Secondo gli inquirenti, i Morici farebbero capo a un gruppo di imprenditori vicino o comunque utilizzato da Cosa nostra per condizionare gli appalti pubblici della provincia trapanese. Grosso modo, questo ‘cartello’ avrebbe iniziato ad operare nei primi anni del 2000. Per un decennio il gruppo avrebbe condizionato l’aggiudicazione di importanti appalti pubblici, dall’esecuzione di opere e alle relative forniture.

Gli elementi che hanno portato al sequestro sono emersi dai documenti del processo per concorso esterno in associazione mafiosa a carico del Senatore trapanese del Pdl Antonio D Ali’, processo in corso davanti al Gup di Palermo.

L’inchiesta tocca da vicino uno dei grandi eventi andato in scena nella prima metà del 2000: la preregata della Coppa America “Louis Vuitton act 8 e 9”. Appalti
milionari ai quali non sarebbero estranei ambienti non esattamente ‘cristallini’.

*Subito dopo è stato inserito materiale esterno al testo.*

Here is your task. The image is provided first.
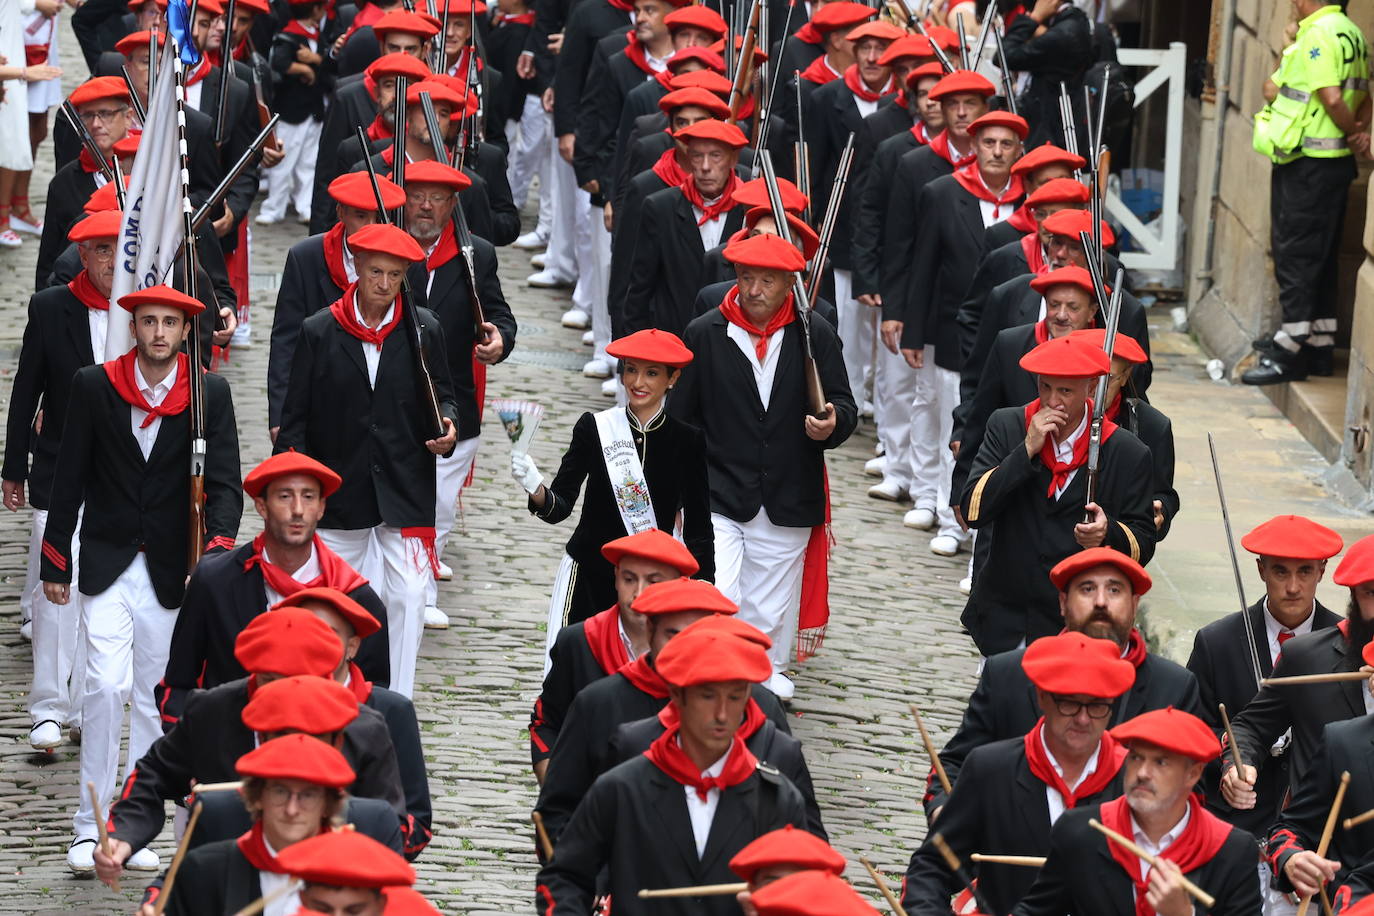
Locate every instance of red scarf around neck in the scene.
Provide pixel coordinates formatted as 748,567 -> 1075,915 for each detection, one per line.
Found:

Stando ad alcune intercettazioni, emergerebbe, secondo gli inquirenti, l’esistenza di accordi con il boss mafioso, Francesco Pace, con esponenti politici e con altre imprese coinvolte in questi lavori. Uno scenario di possibili connivenze che avrebbe finito con il favorire il gruppo Morici al momento dell’aggiudicazione delle gare. Ma anche nell’utilizzazione di materiali non conformi, tali da alterare la stabilità dell’opera nel tempo.

Agli atti di questa vicenda giudiziaria ci sono intercettazioni telefoniche nel corso delle quali si parla di un uomo politico trapanese che, secondo gli investigatori, sarebbe il Senatore del Pdl, Antonino D’Alì. Queste intercettazioni riguarderebbero gli appalti per la Coppa America (lavori per oltre 40 milioni di euro realizzati nell’area portuale di Trapani) e la funivia che collega Trapani con Erice.